We could think about "E.X.T.E.N.S.I.O.N.S." as an organising idea or concept to work and simultaneously think on questions about performance, body representations, and others, and being at the same time a performance.


Y : Peux tu expliquer pourquoi tu faisais ce genre de propositions?


X : Je ne sais pas mais dans un processus de travail pour la réalisation d’une pièce chorégraphique y a habituellement une véritable césure entre le moment des répétitions et la présentation publique du travail. Une sorte de passage du domaine privée au domaine public. Ce temps cet espace ou ce passage est une question délicate et incontournable.

Répétition et représentation sont deux contextes ou dispositifs très différents dont je voudrais pouvoir tenir compte simultanément durant toute la durée de la production.

Je n’accepte pas leur dissociation, car je pense que les représentations des corps sont indissociables des dispositifs utilisés.

Donc Il me semble impossible de comprendre les enjeux de cette situation impliquant les relations entre spectateurs / performers en la coupant en plusieurs bouts ou parties pour ensuite recoller les morceaux. Autrement dit il s’agit d’inclure l’inconnue pour essayer de résoudre l’équation. Je proposait donc de travailler sur la globalité des processus complexes mis en jeux lors d’une représentation et de sa préparation.

Y : En fait tu viens de donner une définition un peu complexifiée de ce qu’est l’improvisation. Et tu ne proposes rien d’autre que ce que celle ci a permis de mettre en place en travaillant sur ces questions. J’ai l’impression que tu parles de ce à quoi on peut assister dans chaque représentation qui utilise les principes de l’improvisation?


X : En quelque sorte oui. Mais il y a quelques différences.

Car je pense que l’improvisation dont tu parles est utilisée comme méthode de composition spontanée et fait en général apparaître des esthétiques, des images de corps et des règles spécifiques de la spontanéité.

Ce type de représentation a permis de révéler des questions fondamentales mais sa forme est tributaire de l’acceptation et la confiance d’une relation d’intérêt instantanée et partagée entre l’action et la perception, publiques et privées.

Même si ce type de représentation révèle la complexité de ce rapport pulic/privée elle reste une réponse insuffisante dans sa forme pour traiter cette question.

Elle favorise la surprise individuelle en espérant que celle ci sera collective mais ne tient pas assez compte de la situation de partage qu’elle utilise.

C’est une problématique que l’on a d’ailleurs aussi rencontré lors d’EXTENSIONS# 1 quand la recherche de l’utilisation d’une liberté se transformait en une volonté de la représenter.

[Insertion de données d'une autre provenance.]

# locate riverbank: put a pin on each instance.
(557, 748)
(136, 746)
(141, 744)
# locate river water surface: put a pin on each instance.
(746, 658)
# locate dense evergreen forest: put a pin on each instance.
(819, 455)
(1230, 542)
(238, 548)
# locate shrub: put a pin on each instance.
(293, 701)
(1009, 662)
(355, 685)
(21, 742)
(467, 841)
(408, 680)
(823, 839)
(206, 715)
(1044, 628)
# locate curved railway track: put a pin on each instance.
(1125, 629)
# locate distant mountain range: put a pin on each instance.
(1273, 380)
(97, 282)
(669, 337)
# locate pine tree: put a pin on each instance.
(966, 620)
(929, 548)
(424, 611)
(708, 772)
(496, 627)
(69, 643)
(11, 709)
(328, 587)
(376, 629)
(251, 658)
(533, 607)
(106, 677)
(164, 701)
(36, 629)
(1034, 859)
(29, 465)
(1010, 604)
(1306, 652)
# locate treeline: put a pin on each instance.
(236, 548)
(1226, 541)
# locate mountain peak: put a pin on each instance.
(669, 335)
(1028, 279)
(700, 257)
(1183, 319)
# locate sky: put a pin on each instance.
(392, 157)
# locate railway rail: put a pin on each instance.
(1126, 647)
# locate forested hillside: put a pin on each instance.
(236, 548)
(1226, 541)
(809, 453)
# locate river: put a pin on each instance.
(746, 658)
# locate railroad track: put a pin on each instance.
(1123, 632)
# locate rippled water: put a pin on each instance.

(Il faudrait arriver à utiliser la liberté d’action mais pas vouloir la représenter. )

Je pense que lors de la première phase d’EXTENSION on est rarement arriver à cet état et c’est un des échecs du projet.
 
Y : Donc il semblerait qu’il y avait pour toi des buts précis à atteindre et des désirs à combler. N’est ce pas paradoxal avec l’énoncé du projet ? Avais tu des attentes spécifiques?


X : Je ne sais pas.

Je voulais que l’on travail toujours entre les types de processus que les uns et les autres connaissaient et pratiquaient pour essayer d’inventer d’autres méthodes de travail. J’attendais que l’on se concentre sur les problématiques que je proposais sans se réfugier dans les domaines confortables des expériences connues et renouvelables à l’infini.

Y : Est ce que vous avez trouvé ou est ce que vous avez obtenus des résultats ou des réponses ?


X : Je ne sais pas. Je pense que nous avons parfois traversé des moments qui contenaient des éléments de réponse.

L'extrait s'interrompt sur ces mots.